Meter is the pattern of stressed and unstressed syllables in a line of poetry. In English, the most common meter is iambic — an unstressed syllable followed by a stressed one: da-DUM. 'Shall I com-PARE thee TO a SUM-mer's DAY?' has five iambic feet, making it iambic pentameter.
Rhythm gives poetry its musical quality. Even free verse has rhythm created by the natural cadence of language, line length, and punctuation. Reading poetry aloud helps you hear its rhythm and understand how the poet used sound to reinforce meaning.
Lyric poems express personal thoughts and emotions. The Psalms are lyric poetry — David pours out his heart in praise, sorrow, and longing. Narrative poems tell stories in verse. Epic poems like Beowulf and Paradise Lost are extended narrative poems that deal with heroic themes.
Sonnets are 14-line poems that follow specific rhyme schemes and often explore themes of love, faith, or mortality. The English (Shakespearean) sonnet has three quatrains and a couplet (ABAB CDCD EFEF GG). The Italian (Petrarchan) sonnet divides into an octave and a sestet. Learning to recognize these forms deepens your appreciation of poetic craft.
Write thoughtful responses to the following questions. Use evidence from the lesson text, Scripture references, and primary sources to support your answers.
Read Psalm 23 and identify examples of parallelism. How does the second line in each pair expand or deepen the meaning of the first?
Guidance: Look for pairs of lines that say similar things in different words. Note how the second line often provides a concrete image for an abstract idea.

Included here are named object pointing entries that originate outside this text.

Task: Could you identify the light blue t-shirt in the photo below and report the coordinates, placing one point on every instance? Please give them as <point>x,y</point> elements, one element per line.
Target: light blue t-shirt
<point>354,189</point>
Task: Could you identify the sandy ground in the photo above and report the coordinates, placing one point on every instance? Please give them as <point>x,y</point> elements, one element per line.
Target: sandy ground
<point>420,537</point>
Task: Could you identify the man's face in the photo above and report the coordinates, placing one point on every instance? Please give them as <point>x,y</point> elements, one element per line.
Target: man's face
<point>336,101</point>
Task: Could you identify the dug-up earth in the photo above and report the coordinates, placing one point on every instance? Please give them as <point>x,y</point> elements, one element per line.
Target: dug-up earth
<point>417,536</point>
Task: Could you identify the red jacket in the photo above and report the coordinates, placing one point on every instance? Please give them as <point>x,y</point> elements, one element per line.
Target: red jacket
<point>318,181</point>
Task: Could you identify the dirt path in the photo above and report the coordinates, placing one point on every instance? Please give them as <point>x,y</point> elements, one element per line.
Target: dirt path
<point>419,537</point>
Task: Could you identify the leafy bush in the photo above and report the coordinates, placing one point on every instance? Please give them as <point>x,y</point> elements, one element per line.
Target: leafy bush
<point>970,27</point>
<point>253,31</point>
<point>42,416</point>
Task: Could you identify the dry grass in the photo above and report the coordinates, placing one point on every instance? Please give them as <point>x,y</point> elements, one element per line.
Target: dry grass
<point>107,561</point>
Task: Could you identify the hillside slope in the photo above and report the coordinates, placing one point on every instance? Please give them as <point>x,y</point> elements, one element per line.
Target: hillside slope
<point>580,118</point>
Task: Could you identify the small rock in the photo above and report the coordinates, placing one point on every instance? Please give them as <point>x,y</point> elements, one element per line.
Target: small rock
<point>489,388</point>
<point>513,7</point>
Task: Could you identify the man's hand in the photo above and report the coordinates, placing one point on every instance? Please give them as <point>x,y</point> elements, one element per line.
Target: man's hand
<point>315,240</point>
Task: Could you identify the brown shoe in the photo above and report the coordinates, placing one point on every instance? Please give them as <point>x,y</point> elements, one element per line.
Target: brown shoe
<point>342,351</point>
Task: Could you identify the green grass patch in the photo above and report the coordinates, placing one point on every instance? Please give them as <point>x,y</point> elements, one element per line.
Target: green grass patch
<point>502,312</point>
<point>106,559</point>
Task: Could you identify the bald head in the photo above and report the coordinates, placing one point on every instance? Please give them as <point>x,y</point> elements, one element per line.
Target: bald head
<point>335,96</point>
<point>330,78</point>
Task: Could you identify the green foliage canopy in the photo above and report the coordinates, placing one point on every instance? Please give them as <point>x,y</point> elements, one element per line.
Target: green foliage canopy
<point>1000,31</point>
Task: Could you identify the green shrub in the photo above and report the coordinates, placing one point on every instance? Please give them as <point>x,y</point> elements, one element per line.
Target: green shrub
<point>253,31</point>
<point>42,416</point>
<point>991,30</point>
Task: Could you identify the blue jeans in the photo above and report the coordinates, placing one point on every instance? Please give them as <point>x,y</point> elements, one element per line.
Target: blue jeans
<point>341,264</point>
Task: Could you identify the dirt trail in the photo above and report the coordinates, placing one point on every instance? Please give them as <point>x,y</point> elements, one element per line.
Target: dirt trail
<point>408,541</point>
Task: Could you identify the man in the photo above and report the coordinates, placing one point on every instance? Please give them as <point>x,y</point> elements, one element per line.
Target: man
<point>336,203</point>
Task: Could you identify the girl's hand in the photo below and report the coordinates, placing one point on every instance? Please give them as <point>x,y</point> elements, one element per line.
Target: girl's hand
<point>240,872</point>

Why do you think God chose poetry as the form for the Psalms rather than plain prose? What can poetry do that prose cannot?
Guidance: Consider how rhythm, imagery, and emotion in poetry make truths more memorable and moving. Think about how singing and reciting poetry engages the heart as well as the mind.
Write a four-line poem (quatrain) with an ABAB rhyme scheme about an aspect of God's creation. Label the rhyme scheme and identify any rhythm pattern you used.
Guidance: Choose a subject like the ocean, stars, seasons, or mountains. Make sure lines 1 and 3 rhyme, and lines 2 and 4 rhyme.